I'm trying to train and run an image classification model on Colab, using TPU. No pytorch.
I know that TPU works only with files from GCS buckets so I load the dataset from a bucket and I commented also the checkpoint and logging functions, to not have this type of errors. I just want to see it trains without errors on TPU.
On CPU and GPU the code works, but the problem appears when I use with strategy.scope():
before creating the model.
This is the function that gives me problems while I train the model:
def train_step(self, images, labels):
with tf.GradientTape() as tape:
predictionProbs = self(images, training=True)
loss = self.loss_fn(labels, predictionProbs)
grads = tape.gradient(loss, self.trainable_weights)
predictionLabels = tf.squeeze(tf.cast(predictionProbs > PROB_THRESHOLD_POSITIVE, tf.float32), axis=1)
acc = tf.reduce_mean(tf.cast(predictionLabels == labels, tf.float32))
self.optimizer.apply_gradients(zip(grads, self.trainable_weights)) # here is the problem
return loss, acc
And this is the error I encounter:
RuntimeError: `apply_gradients() cannot be called in cross-replica context.

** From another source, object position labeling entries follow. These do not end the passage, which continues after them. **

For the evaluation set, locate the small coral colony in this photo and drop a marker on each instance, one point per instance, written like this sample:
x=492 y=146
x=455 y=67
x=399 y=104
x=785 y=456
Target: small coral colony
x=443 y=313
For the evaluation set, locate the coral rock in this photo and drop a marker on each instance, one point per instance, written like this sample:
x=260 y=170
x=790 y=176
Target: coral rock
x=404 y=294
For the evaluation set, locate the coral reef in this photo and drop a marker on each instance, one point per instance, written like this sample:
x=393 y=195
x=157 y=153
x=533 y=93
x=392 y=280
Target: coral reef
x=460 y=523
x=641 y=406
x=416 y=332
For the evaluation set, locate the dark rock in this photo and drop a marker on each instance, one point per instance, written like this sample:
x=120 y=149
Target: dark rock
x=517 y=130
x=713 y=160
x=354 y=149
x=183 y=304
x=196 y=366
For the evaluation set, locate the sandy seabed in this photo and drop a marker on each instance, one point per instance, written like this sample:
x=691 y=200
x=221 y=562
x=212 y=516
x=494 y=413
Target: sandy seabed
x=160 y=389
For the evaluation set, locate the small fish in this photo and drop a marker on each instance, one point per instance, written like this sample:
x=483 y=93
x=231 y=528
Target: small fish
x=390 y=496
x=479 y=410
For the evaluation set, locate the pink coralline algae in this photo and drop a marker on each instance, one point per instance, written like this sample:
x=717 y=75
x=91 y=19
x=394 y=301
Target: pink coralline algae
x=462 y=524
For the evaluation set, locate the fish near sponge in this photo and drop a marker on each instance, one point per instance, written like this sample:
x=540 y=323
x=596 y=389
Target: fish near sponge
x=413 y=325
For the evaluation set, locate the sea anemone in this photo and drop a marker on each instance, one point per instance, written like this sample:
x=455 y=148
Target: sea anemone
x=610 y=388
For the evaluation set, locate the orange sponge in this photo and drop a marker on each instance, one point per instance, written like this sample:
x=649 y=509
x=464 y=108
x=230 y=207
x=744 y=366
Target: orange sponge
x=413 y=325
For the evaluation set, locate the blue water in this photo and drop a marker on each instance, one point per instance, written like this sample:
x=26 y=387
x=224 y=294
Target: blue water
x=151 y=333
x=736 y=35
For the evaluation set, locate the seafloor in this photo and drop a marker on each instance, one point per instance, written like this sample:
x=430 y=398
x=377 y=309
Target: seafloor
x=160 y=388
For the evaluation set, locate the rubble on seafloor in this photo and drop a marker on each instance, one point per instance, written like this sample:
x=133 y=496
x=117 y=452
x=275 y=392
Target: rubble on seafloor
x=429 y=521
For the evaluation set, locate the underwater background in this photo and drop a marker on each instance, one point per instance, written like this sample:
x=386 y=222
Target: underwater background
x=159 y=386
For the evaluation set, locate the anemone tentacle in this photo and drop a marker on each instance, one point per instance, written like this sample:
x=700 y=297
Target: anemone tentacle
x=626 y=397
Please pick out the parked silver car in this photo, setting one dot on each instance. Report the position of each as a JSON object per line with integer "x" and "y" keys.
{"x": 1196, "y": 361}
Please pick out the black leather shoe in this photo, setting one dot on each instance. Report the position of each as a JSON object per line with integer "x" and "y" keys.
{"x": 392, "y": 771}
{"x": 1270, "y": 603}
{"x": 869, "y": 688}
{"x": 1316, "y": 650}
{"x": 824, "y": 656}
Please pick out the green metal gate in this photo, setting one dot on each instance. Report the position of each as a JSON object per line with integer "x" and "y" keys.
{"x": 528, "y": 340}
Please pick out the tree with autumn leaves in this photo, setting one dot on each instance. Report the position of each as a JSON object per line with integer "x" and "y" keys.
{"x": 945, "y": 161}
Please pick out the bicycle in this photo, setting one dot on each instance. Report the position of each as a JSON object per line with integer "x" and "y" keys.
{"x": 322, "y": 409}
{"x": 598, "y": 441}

Use `tf.distribute.Strategy.run` to enter replica context.
I've looked upon https://www.tensorflow.org/api_docs/python/tf/distribute/Strategy and I think here is the solution but I've never done this before and I don't know from where I can start.
Can somebody, please, give me an advice on this problem?
You have to call this procedure with strategy.run():
strategy.run(train_step, args=(images, labels))